Gods and Robots, Adrienne Mayor: Os mitos gregos também nos trazem uma enorme riqueza de referências que, vistas à luz da tecnologia actual, parecem falar-nos diretamente de andróides, inteligência artificial ou biotecnologia. Histórias de deuses e mortais, criadores de guerreiros metálicos (como nos épicos de Jasão ou o mito de Talos, o guerreiro de bronze que protegia Creta). Estátuas que ganham o sopro da vida, como no mito algo misógino de Pigmalião, ou mulheres construídas para semear a discórdia pelo mundo. Adrienne Mayor leva-nos num périplo aprofundado pelos mitos, e vestígios históricos. O fio condutor é a tecnologia, nas suas vertentes de simulação de vida e criação de vida artificial. Mostra que as preocupações que hoje temos, de tecnologia fora do controlo, o que é, realmente, ser vivo quando os mecanismos simulam a vida, os riscos da tecnologia militarizada, estavam presentes na mitologia grega. Hoje, a ciência e tecnologia estão no limiar de nos colocar nas mãos meios de realizar os sonhos dos mitos. Mayor mostra-nos essa linha de continuidade, levando-nos a perceber o fio condutor cultural e de ideias que alimenta a busca incessante pelo elevar dos patamares do desenvolvimento tecnológico.
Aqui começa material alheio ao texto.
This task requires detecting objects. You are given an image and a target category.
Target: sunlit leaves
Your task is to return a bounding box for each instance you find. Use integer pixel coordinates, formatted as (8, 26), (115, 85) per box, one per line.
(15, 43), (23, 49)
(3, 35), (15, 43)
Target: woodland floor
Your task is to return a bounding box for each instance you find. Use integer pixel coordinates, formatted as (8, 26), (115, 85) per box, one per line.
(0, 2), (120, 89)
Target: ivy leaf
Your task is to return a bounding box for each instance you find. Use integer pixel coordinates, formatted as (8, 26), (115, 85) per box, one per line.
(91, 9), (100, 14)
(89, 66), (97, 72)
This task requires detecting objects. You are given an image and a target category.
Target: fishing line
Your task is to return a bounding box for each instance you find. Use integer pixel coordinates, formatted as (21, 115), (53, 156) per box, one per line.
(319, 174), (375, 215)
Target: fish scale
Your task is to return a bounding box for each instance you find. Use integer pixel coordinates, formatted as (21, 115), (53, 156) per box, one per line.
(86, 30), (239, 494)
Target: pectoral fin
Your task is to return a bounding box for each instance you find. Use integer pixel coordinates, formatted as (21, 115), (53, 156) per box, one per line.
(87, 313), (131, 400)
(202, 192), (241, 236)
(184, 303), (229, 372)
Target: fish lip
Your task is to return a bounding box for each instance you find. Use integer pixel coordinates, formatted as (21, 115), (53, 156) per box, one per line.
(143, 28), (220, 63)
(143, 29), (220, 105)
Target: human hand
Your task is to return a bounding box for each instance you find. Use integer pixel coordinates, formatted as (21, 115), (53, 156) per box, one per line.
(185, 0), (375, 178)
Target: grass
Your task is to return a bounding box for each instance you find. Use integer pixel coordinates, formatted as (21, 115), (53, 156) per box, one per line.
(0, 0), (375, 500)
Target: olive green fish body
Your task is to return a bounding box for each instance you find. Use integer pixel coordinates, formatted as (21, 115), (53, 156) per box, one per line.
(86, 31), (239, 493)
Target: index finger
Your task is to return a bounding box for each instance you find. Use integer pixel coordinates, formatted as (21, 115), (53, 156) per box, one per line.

Inteligência Artificial, Arlindo Oliveira: Para quem já leu o Mentes Digitais deste autor, este livro vai parecer curiosamente comedido. E é esse o objetivo. O livro é um ensaio de introdução a este campo, escrito como divulgação científica. Nele, Arlindo Oliveira segue uma perspetiva evolutiva, traçando a evolução da inteligência da biologia à computação. Fala-nos das aplicações correntes da Inteligência Artificial, e aponta para as dificuldades técnicas e conceptuais de criar uma inteligência artificial consciente. Encerra com uma reflexão sobre o papel da civilização humana perante a imensidão cósmica, a possibilidade teórica de vida alienígena e o papel que a vida artificial poderá desempenhar. Uma leitura concisa, que consegue traçar um panorama abrangente deste campo, sem o aprofundar.

O (absolutamente) pior:

Granta Futuro, Pedro Mexia e Gustavo Pacheco: Apesar da qualidade literária, seria injusto não a apontar, esta Granta sobre o futuro consegue fugir quase completamente ao tema. Se querem refletir sobre as tendências que estão a modelar o futuro contemporâneo, não encontram por aqui praticamente nada sobre esse... que é apenas o tema da revista. Isto representa o academismo da literatura mainstream no seu pior. Encerrada nas dialéticas da sua torre de marfim, enfiando alegremente a cabeça na areia e recusando que o mundo está a mudar radicalmente. Até se percebe a atitude de avestruz, compreender estas mudanças obriga a arregaçar as mangas e vir até ao mundo das coisas complicadas com botões e software e mecanismos.